Un bras de fer qui dépasse Dangote

Derrière la décision tarifaire se joue un rapport de force entre le premier groupe industriel privé du continent et l’État pétrolier. Aliko Dangote dénonce de longue date les difficultés d’accès au brut national. En dollarisant ses ventes, le groupe protège sa trésorerie — ses financements de construction sont eux-mêmes en dollars — et signale à Abuja que, sans allocations suffisantes et fiables, la raffinerie ne portera pas seule la politique de stabilité des carburants. Mais sa place quasi systémique inquiète en retour : quand un opérateur privé devient incontournable, l’État dispose de moins de leviers pour contester ses tarifs, et les distributeurs comme les consommateurs n’ont aucune alternative de volume comparable. La NMDPRA devra dire si un prix intérieur libellé en devise étrangère, pour un produit stratégique raffiné sur le sol national, est compatible avec les règles monétaires.

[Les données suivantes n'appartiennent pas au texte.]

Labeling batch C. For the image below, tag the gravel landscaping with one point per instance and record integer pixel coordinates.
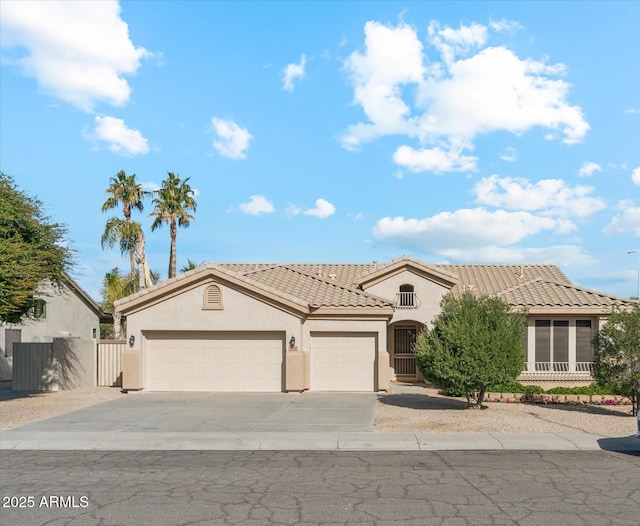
(419, 410)
(428, 411)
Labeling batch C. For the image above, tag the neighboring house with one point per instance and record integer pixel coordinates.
(69, 311)
(338, 327)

La vraie victoire ne sera pas d’avoir bâti la plus grande raffinerie du continent, mais de faire fonctionner une chaîne où le pétrole nigérian alimente durablement le marché nigérian — sans transférer chaque déséquilibre aux ménages.

Sources : Agence Ecofin (15 juillet 2026), Reuters/CNBC Africa (14 juillet 2026), La Nouvelle Tribune (15 juillet 2026), données Banque centrale du Nigeria et NMDPRA citées par la presse.